When I thought about this, I don't think it's really true for the AI race that we're seeing right now. I think what we do see is that lots of AI players have started, and obviously, it always starts with a lot of fragmentation. But I think we see much faster consolidation in this market now. That's also because it is so expensive. So lots of startups are actually rethinking if it's really worth going into it. Especially now, we live in a world where profitability matters. It's not like 10 years ago where Uber could just burn money endlessly; it was just about growth.

So I think that's why we see that kind of speed of consolidation when it comes to AI models. However, I actually truly believe that there's so much more potential in the application layer. I mean, again, I think we have not cracked the nut yet on how corporates and enterprises can really adopt AI. Is it really a monopoly that bigger tech companies have, like Nvidia and Microsoft, to really build that kind of enterprise capability? Or will there be startups that are also serving B2B enterprises, maybe SMEs, with AI capabilities?

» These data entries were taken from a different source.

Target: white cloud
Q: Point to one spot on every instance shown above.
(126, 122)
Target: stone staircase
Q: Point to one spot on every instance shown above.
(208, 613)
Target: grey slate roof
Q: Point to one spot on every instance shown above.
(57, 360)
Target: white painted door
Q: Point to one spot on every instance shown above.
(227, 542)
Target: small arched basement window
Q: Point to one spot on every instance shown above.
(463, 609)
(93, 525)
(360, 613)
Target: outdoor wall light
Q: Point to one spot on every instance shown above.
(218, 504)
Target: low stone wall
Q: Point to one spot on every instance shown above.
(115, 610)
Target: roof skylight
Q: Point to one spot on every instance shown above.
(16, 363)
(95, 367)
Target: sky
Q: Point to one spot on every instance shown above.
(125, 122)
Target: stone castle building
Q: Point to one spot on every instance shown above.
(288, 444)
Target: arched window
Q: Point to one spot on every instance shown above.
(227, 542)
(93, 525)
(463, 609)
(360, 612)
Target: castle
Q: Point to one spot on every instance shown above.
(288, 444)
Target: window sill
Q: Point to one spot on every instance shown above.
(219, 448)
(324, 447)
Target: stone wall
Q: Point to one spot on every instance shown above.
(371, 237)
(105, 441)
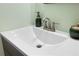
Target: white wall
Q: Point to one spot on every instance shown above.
(63, 13)
(14, 16)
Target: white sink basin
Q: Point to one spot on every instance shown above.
(48, 37)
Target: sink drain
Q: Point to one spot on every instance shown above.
(39, 46)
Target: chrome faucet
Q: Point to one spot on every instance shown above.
(46, 23)
(49, 25)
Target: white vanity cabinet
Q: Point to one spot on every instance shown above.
(10, 49)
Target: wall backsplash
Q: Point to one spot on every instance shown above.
(65, 14)
(14, 16)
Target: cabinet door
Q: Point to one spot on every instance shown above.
(10, 49)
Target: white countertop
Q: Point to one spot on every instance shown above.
(70, 47)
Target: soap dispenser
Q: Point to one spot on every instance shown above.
(38, 21)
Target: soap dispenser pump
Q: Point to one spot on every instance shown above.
(38, 21)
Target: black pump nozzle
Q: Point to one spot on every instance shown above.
(38, 14)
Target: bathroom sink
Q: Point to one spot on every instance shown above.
(48, 37)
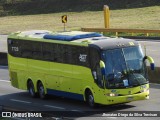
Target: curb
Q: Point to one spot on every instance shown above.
(3, 59)
(141, 37)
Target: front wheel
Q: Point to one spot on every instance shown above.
(41, 91)
(31, 89)
(90, 99)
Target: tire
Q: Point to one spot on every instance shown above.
(31, 89)
(90, 100)
(41, 90)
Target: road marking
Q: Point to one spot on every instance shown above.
(154, 84)
(112, 117)
(20, 101)
(1, 66)
(5, 81)
(54, 107)
(77, 111)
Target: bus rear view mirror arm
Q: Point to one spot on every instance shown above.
(151, 61)
(102, 66)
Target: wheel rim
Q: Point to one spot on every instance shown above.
(91, 100)
(31, 89)
(41, 91)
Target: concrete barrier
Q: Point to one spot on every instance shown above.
(3, 59)
(154, 75)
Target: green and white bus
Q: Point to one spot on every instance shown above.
(80, 65)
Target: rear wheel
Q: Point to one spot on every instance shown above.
(31, 89)
(90, 99)
(41, 91)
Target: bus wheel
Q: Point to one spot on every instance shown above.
(31, 89)
(90, 99)
(41, 91)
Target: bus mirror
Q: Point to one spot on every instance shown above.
(151, 61)
(102, 66)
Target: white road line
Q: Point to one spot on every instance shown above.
(112, 117)
(154, 84)
(77, 111)
(5, 81)
(20, 101)
(54, 107)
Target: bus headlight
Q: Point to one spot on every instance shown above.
(144, 90)
(111, 94)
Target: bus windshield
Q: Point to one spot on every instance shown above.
(124, 67)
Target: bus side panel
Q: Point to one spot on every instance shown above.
(37, 70)
(18, 71)
(84, 76)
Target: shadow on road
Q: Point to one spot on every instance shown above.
(70, 106)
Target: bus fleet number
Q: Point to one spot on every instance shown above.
(15, 49)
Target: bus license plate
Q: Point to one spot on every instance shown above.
(130, 98)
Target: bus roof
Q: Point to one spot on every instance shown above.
(89, 38)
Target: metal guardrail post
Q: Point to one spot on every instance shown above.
(106, 16)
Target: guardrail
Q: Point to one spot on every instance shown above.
(121, 30)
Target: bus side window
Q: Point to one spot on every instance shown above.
(47, 51)
(14, 47)
(37, 50)
(95, 66)
(26, 49)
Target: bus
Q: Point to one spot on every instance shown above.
(80, 65)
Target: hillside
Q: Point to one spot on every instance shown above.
(26, 7)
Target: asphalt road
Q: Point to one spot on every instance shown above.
(15, 99)
(152, 47)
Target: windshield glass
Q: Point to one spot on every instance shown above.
(124, 67)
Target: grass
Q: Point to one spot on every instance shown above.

The Risk of Overinvestment in AI

Rod: Indeed, that's the case, and different from a quote in the article somewhere. Of course, you can tap foreign sources and so on, and then the main companies are building. But for example, Meta CEO Mark Zuckerberg claims that he sees a lot of companies actually overbuilding. The argument is that either you over-invest now, maybe become a little bit irrational and put more money on your shoulders, but then you risk being left behind in 10 to 15 years if you're not doing this.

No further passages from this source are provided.